Lucas 11:33-54

La lámpara del cuerpo

»Nadie enciende una lámpara para luego ponerla en un lugar escondido o cubrirla con un cajón, sino para ponerla en una repisa, a fin de que los que entren tengan luz. Tus ojos son la lámpara de tu cuerpo. Si tu visión es clara, todo tu ser disfrutará de la luz; pero, si está nublada, todo tu ser estará en la oscuridad.[a] Asegúrate de que la luz que crees tener no sea oscuridad. Por tanto, si todo tu ser disfruta de la luz, sin que ninguna parte quede en la oscuridad, estarás completamente iluminado, como cuando una lámpara te alumbra con su luz».

Jesús denuncia a los fariseos y a los expertos en la ley

Cuando Jesús terminó de hablar, un fariseo lo invitó a comer con él; así que entró en la casa y se sentó a la mesa. Pero el fariseo se sorprendió al ver que Jesús no había cumplido con el rito de lavarse antes de comer.

—Resulta que ustedes los fariseos —les dijo el Señor— limpian el vaso y el plato por fuera, pero por dentro están ustedes llenos de codicia y de maldad. ¡Necios! ¿Acaso el que hizo lo de afuera no hizo también lo de adentro? Den más bien a los pobres de lo que está dentro,[b] y así todo quedará limpio para ustedes.

»¡Ay de ustedes, fariseos!, que dan la décima parte de la menta, de la ruda y de toda clase de legumbres, pero descuidan la justicia y el amor de Dios. Debían haber practicado esto, sin dejar de hacer aquello.

»¡Ay de ustedes, fariseos!, que se mueren por los primeros puestos en las sinagogas y los saludos en las plazas.

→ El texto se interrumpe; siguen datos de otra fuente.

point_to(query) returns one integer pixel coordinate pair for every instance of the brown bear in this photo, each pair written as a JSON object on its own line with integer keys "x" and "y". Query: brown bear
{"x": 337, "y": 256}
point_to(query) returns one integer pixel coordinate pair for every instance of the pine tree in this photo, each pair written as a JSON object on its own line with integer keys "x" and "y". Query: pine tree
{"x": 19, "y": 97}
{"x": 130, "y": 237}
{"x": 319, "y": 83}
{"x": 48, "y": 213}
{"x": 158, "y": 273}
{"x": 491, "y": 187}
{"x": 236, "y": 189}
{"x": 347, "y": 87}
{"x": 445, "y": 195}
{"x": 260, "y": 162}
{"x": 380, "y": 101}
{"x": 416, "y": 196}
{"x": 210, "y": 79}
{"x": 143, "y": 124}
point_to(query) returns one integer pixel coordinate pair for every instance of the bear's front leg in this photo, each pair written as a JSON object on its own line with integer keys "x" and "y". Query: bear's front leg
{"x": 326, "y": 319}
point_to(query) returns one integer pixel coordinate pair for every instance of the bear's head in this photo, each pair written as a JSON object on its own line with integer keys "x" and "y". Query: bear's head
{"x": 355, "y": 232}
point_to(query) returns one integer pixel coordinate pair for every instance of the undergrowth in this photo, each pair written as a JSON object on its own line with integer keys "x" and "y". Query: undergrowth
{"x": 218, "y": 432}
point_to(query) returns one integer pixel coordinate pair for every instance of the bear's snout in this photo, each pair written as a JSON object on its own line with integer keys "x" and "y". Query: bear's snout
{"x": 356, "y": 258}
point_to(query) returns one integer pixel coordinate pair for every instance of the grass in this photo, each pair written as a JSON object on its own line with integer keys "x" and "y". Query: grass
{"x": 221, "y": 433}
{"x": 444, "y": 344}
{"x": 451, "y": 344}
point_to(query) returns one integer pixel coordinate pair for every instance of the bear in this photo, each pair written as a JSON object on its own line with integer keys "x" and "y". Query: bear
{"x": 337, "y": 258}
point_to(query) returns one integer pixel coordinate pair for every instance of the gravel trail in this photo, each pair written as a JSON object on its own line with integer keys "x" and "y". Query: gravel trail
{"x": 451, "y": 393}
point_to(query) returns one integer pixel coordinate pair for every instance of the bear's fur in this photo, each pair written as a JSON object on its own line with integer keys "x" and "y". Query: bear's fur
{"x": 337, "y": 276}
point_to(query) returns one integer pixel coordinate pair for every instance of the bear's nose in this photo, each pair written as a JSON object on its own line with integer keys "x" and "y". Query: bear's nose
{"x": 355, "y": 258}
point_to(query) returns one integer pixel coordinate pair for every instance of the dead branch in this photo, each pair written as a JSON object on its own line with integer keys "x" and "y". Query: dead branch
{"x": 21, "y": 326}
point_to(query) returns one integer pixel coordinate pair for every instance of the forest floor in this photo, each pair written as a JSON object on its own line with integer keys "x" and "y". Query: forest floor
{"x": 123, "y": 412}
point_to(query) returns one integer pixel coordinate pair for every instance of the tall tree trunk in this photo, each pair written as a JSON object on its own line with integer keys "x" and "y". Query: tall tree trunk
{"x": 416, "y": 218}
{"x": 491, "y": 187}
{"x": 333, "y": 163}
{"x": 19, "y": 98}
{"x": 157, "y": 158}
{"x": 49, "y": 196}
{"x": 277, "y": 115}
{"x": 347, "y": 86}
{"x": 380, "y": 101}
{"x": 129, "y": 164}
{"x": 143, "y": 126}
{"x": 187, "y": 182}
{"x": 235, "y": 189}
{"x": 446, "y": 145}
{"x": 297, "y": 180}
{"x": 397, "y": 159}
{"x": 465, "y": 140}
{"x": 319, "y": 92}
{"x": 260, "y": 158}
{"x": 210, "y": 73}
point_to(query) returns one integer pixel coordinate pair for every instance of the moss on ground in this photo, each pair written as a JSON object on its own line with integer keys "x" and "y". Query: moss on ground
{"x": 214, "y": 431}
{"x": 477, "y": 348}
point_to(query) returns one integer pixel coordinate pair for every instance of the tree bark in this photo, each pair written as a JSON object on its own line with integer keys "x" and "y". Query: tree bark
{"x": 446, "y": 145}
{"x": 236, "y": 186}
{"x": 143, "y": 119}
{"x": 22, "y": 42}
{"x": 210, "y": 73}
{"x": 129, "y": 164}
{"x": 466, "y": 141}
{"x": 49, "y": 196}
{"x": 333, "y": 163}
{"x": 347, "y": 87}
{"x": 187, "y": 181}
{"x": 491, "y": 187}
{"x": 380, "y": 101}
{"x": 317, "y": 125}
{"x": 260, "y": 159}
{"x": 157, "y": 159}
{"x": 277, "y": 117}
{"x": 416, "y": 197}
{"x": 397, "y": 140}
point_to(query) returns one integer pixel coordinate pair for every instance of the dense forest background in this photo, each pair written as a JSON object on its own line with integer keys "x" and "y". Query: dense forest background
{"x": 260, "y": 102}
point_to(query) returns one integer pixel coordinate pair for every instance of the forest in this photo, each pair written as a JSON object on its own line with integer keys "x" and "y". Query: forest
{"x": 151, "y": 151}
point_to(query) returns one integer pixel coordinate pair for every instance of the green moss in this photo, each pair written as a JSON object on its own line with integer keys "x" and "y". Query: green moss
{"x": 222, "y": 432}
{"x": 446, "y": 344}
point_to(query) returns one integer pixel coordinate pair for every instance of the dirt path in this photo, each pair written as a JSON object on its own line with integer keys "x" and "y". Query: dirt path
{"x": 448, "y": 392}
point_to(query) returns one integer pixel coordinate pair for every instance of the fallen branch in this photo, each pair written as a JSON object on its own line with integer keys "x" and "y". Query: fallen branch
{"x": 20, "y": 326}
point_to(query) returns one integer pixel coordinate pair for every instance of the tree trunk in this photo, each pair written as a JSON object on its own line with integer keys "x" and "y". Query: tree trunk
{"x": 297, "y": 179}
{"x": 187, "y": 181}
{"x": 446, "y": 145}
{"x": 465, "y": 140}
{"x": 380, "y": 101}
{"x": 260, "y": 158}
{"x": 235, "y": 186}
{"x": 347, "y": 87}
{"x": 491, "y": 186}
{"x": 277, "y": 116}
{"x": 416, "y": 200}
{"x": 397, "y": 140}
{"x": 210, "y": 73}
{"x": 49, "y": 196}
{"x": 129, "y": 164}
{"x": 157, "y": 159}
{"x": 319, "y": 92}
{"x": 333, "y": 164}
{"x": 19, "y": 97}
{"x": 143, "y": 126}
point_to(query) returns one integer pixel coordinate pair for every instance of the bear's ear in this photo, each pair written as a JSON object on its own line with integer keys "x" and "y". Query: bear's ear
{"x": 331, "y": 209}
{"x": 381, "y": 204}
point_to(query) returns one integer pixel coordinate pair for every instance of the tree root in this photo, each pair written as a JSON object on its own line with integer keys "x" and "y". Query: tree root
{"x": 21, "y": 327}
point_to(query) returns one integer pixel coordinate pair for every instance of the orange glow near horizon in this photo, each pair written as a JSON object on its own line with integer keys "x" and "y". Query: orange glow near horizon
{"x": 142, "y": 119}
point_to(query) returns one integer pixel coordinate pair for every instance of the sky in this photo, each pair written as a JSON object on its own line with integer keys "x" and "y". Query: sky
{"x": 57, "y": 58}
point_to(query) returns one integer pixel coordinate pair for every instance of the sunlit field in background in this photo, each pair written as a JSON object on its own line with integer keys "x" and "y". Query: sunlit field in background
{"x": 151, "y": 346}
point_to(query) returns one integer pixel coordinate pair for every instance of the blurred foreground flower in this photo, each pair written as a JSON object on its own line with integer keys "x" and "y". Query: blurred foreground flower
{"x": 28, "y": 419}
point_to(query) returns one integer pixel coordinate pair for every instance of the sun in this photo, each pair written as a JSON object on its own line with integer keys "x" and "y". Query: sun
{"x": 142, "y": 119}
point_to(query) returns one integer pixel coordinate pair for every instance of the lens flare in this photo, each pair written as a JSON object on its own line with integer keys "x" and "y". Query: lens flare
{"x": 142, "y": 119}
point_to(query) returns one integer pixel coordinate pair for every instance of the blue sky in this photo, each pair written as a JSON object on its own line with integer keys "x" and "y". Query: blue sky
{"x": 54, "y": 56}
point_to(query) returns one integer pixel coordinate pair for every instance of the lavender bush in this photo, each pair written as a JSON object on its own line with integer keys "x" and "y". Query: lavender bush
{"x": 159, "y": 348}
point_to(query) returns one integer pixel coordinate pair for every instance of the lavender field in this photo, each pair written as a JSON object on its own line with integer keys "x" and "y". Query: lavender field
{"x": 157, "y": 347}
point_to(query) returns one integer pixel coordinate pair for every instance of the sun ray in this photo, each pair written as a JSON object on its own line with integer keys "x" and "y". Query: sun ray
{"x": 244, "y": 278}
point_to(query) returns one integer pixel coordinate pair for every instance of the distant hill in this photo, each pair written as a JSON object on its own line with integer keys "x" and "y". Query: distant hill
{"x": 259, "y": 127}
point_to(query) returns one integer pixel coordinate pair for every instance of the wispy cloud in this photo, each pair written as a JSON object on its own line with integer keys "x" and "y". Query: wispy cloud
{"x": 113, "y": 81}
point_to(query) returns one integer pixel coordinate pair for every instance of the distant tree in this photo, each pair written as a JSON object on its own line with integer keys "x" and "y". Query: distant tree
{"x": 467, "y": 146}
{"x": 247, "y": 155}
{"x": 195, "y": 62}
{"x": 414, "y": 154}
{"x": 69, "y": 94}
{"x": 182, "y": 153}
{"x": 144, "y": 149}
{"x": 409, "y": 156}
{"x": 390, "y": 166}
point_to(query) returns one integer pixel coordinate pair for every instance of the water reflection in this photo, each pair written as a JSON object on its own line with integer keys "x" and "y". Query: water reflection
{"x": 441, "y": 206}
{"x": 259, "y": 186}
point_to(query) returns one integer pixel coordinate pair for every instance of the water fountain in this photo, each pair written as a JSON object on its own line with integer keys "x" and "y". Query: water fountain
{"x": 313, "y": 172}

»¡Ay de ustedes!, que son como tumbas sin lápida, sobre las que anda la gente sin darse cuenta».

Uno de los expertos en la ley le respondió:

—Maestro, al hablar así nos insultas también a nosotros.

Contestó Jesús:

—¡Ay de ustedes también, expertos en la ley! Abruman a los demás con cargas que apenas se pueden soportar, pero ustedes mismos no levantan ni un dedo para ayudarlos.

»¡Ay de ustedes!, que construyen monumentos para los profetas, a quienes los antepasados de ustedes mataron. En realidad[c] aprueban lo que hicieron sus antepasados; ellos mataron a los profetas, y ustedes les construyen los sepulcros. Por eso dijo Dios en su sabiduría: “Les enviaré profetas y apóstoles, de los cuales matarán a unos y perseguirán a otros”. Por lo tanto, a esta generación se le pedirán cuentas de la sangre de todos los profetas derramada desde el principio del mundo, desde la sangre de Abel hasta la sangre de Zacarías, el que murió entre el altar y el santuario. Sí, les aseguro que de todo esto se le pedirán cuentas a esta generación.

»¡Ay de ustedes, expertos en la ley!, porque se han adueñado de la llave del conocimiento. Ustedes mismos no han entrado, y a los que querían entrar les han cerrado el paso».

Cuando Jesús salió de allí, los maestros de la ley y los fariseos, resentidos, se pusieron a acosarlo a preguntas. Estaban tendiéndole trampas para ver si fallaba en algo.


Footnotes
  1. 11:34 Si tu visión … oscuridad. Lit. Cuando tu ojo es bueno, todo tu cuerpo está iluminado; pero, cuando es malo, también tu cuerpo está oscuro.
  2. 11:41 lo que está dentro. Alt. lo que tienen.
  3. 11:48 En realidad. Lit. Así que ustedes son testigos y.